W3C home > Mailing lists > Public > public-prov-wg@w3.org > June 2011

Re: PROV-ISSUE-7 (define-derivation): Definition for Concept 'Derivation' [Provenance Terminology]

From: Graham Klyne <GK@ninebynine.org>
Date: Wed, 08 Jun 2011 08:19:21 +0100
Message-ID: <4DEF2279.5090507@ninebynine.org>
To: Simon Miles <simon.miles@kcl.ac.uk>
CC: Provenance Working Group WG <public-prov-wg@w3.org>
Hi Simon,

Simon Miles wrote:
> Hello Graham,
> 
> As Paul says, perspective is not explicitly mentioned in OPM, but it
> might be implied. The definition in the OPM spec is: "An account
> represents a description at some level of detail as provided by one or
> more observers" and, earlier in the document, accounts are said to be
> "offering different levels of explanation for [a process] execution"
> and that "overlapping accounts are intended to allow various
> descriptions of a same execution". I would intuitively interpret the
> distinction between accounts to be about perspective, particularly by
> being from different "observers" or at different "levels".

Yes, this is what I was thinking.  It does not explicitly allow for accounts of 
different "perspectives" (*) - the implication being different levels of 
granularity on the same perspective (i.e. the same underlying information, or 
the same "invariant").  All the examples I recall were likewise directed.

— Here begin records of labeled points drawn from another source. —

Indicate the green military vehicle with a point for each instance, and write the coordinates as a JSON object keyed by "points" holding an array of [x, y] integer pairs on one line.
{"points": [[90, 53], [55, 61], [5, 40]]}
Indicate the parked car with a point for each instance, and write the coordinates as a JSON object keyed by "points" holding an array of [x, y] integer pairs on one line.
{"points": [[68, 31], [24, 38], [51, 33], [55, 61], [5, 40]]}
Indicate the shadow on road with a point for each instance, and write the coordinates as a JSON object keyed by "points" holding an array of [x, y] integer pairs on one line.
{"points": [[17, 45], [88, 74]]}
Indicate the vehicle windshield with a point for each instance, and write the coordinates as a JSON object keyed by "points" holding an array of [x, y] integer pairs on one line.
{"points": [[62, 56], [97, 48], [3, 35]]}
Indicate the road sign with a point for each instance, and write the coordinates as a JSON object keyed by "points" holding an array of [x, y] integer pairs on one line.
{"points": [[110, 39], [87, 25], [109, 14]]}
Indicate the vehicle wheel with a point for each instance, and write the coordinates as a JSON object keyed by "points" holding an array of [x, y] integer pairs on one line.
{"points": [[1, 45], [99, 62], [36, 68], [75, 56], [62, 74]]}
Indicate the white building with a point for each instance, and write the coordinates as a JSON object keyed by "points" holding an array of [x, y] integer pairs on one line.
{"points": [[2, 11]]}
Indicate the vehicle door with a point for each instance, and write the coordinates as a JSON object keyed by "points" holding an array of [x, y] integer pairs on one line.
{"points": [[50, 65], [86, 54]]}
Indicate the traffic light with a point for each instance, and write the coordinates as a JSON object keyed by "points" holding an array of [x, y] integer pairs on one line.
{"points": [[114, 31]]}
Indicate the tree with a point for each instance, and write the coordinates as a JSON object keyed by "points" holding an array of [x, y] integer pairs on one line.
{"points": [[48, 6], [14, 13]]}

(*) by my understanding of "perspective", which is a consideration of what 
information is considered relevant for some particular purpose.

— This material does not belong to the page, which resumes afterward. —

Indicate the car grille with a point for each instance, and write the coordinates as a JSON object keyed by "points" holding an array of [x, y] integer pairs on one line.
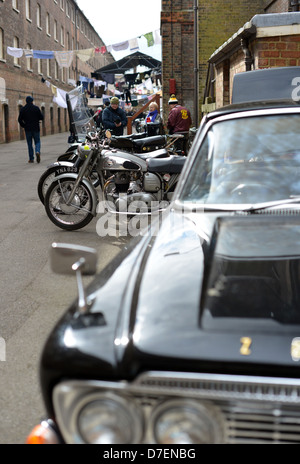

> With regards to comparing accounts of the same process, I would assume
> they are from different perspectives, else why have multiple accounts?
> I don't think there's any reason to require perspectives to be
> incomparable. One OPM graph can express both a coarse-grained account
> and fine-grained account of the same process, which means you could
> express a query (graph traversal) using details from both accounts.

Suppose we're talking about the provenance of a document - when it was authored, 
by whom, etc.

If the author edits the document, from an authorship perspective the proveamnce 
does not change, but from a temporal perspective it does.  This kind of 
difference is not covered by simply different levels of detail.

This is why I say that I think that OPM implicitly assumes a common perspective.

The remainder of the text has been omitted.